A study by the Centre for Immigration Studies has claimed that Republican Mitt Romney would likely have done better in the 2012 elections had he campaigned more extensively for immigration control. The same study also suggests that border security divided opinion along party lines in 2016 more than any other election in US history. Furthermore, Republicans seem to be giving far more importance to this issue. Pew Research reports that 75 percent of GOP voters claimed that immigration is a big problem for the United States, while only 19 percent of Democratic voters agreed. That Trump won the 2016 election despite the overtly exclusionary nature of his rhetoric suggests is further proof that Republicans care deeply about border security. 

In many ways, Trump’s border wall symbolizes why he won. Its truly unprecedented nature represents the anti-establishment advantage he had. While both candidates were considered untrustworthy, Donald Trump held the edge in terms of voter trust in key swing states. Studies show that people in these states trusted Trump more on national security, while they trusted Hillary Clinton on healthcare.
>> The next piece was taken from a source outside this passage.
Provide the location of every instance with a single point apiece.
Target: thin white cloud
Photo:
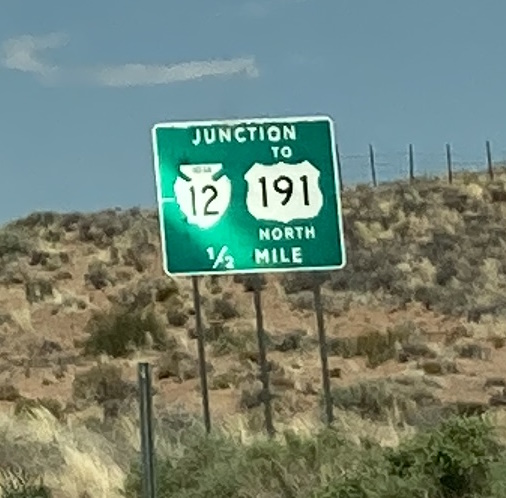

Trust on the economy was split evenly between the two, and Trump’s hardline rhetoric is a large reason why he was trusted more on border security. This, again, shows that Trump’s rhetoric was effective in key parts of the country. 


But even after two years in control of both houses, and three years into his presidency, Donald Trump has been unsuccessful in following through on his promise of a border wall. Despite discussion around the literal or metaphoric meaning of a “wall,” barriers are becoming increasingly common across the world. Europe has more barriers today as a result of the migrant crisis than it did during the Cold War. Trump’s failure to build the wall has resulted in several popular supporters, such as Ann Coulter, denouncing his campaign.

To make things worse, a poll shows that Americans now trust congressional democrats more than Trump on border policy. A sample of independents voted 50 percent in favor of Democrats, while only 37 percent chose Trump. The conflict over funding for the border wall led to the longest government shutdown in American history, and is a large reason behind the decline in support for Trump on this issue. 


The good part, for Republicans, is that Trump is still president, and could majorly swing things in the upcoming months. The good part for Democrats is also that Trump is still president, since he will likely not survive inactivity on this issue, and any policy measures Trump takes are bound to cause sharply polarizing responses. It will either win him a re-election, or cause a spectacular disgrace.